Le gouvernement a rendu publique, en juin 2006, la politique québécoise du transport collectif Pour offrir de meilleurs choix aux citoyens. Cette politique s'inscrit directement dans la mise en œuvre du développement durable en raison des dimensions économique, environnementale et sociale liées à l'utilisation du transport collectif et à son accessibilité.
Objectif
Avec la nouvelle politique, le gouvernement vise un objectif global, soit l’accroissement de l’utilisation du transport collectif partout au Québec, tant dans les milieux urbains que ruraux.
Le gouvernement fixe comme cible une augmentation de l’achalandage du transport en commun de 8 % d’ici 2012.
Cette augmentation permettra au transport en commun d’accroître sa part, par rapport à l’ensemble des modes de transport des personnes.
Pour atteindre cette cible, le gouvernement peut s’appuyer sur des services de transport en commun modernes et efficaces, sur un taux d’utilisation des transports collectifs au Québec plus important qu’ailleurs au Canada et sur une circulation en milieu urbain qui se compare avantageusement à ce qui est observé dans le reste de l’Amérique du Nord.
Malgré un bilan encourageant, la situation demeure cependant fragile, et le gouvernement doit prendre, avec ses partenaires, un certain nombre d’initiatives afin d’accroître l’utilisation du transport collectif partout au Québec.
Moyens retenus
Le gouvernement met en œuvre à cette fin quatre moyens :
Une juste répartition des efforts de chacun. Les municipalités restent les premières responsables du transport en commun. Le gouvernement confirme son rôle de coordonnateur et d'accompagnateur en assumant notamment la majeure partie des coûts associés au développement et à la modernisation des infrastructures et des équipements. Toutefois, les efforts des différents partenaires que sont les usagers, les automobilistes, les employeurs, les municipalités et autorités organisatrices de transport, ainsi que le gouvernement fédéral et celui du Québec, doivent mieux refléter les bénéfices qu'ils en retirent.
L'amélioration des services à la population. L'utilisation du transport en commun passe par une amélioration des services offerts à la population. Pour y parvenir, les autorités organisatrices de transport collectif sont directement encouragées à bonifier l'offre et la qualité des services aux usagers et à inciter la population à utiliser davantage les transports collectifs grâce à une aide directe à l'amélioration des services. Le gouvernement mobilise 130 millions de dollars annuellement à cette fin, à partir du volet du Fonds vert mis en place dans le cadre du Plan d'action sur les changements climatiques.
La modernisation et le développement des infrastructures et des équipements.

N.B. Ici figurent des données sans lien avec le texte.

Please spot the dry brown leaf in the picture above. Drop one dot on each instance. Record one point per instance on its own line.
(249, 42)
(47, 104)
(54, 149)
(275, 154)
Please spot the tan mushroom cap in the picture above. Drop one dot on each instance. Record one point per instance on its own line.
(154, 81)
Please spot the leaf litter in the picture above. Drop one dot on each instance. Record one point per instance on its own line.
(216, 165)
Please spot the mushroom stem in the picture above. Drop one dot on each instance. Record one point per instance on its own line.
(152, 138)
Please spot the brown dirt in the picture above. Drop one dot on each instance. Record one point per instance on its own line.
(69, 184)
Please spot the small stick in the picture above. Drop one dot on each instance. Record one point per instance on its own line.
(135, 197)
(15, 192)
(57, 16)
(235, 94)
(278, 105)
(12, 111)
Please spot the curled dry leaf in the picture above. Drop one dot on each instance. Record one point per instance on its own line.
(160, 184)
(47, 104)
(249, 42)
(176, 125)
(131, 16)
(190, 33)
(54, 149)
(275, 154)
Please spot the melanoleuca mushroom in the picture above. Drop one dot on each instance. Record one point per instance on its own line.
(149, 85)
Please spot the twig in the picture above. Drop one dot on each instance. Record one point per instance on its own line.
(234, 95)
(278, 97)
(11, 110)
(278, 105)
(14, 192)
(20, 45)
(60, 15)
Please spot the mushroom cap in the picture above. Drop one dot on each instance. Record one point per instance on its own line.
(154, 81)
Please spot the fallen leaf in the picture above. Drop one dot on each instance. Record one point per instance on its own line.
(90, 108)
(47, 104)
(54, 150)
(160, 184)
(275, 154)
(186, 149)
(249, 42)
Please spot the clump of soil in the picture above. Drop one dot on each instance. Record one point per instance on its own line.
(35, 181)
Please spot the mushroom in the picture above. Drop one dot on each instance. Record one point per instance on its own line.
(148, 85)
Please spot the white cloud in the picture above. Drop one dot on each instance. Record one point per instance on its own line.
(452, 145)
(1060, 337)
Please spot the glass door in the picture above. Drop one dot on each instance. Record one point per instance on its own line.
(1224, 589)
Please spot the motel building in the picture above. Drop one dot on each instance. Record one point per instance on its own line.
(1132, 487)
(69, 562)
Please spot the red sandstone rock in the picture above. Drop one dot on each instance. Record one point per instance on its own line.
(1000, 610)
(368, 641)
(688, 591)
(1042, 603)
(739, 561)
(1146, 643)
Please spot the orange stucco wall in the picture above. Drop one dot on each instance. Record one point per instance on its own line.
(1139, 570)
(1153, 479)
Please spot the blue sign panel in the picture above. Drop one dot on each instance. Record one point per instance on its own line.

L'effort en vue de renouveler les infrastructures et les équipements est déjà engagé, avec la réalisation de plus de 1,5 milliard de dollars d'investissements au cours des dernières années. Il faut aller plus loin, et, pour cette raison, les autorités organisatrices de transport collectif bénéficient de deux programmes d'aide financière au transport en commun, soit le Programme d'aide aux immobilisations en transport en commun de la Société de financement des infrastructures locales et le Programme d'aide gouvernementale au transport collectif des personnes. Ce dernier programme étant substantiellement bonifié.
L'appui aux autres alternatives à l’automobile. Ce moyen vise les municipalités peu populeuses, les municipalités régionales de comté, les conférences régionales des élus, où les alternatives à l’automobile sont peu disponibles. Il vise également le transport intrarégional par autocar, l’accessibilité des autocars et des taxis pour les personnes à mobilité réduite ainsi que les programmes-employeurs destinés aux institutions publiques, entreprises et parcs industriels où des initiatives prometteuses doivent être encouragées. Les transports actifs tels que les déplacements à pied ou à vélo bénéficient d’une aide financière afin d’accroître leur utilisation. Finalement, le gouvernement met l’accent sur l’amélioration de l’efficacité énergétique dans le transport routier des personnes.
Les mesures engagées dans le cadre de ces quatre moyens sont résumées dans le document synthèse.
Résultats anticipés
La Politique québécoise du transport collectif présente également les principaux résultats anticipés par le gouvernement sur les plans de l’achalandage, de l’offre de service, de la consommation d’énergie, des émissions de produits polluants et de gaz à effet de serre, ainsi que de la congestion routière.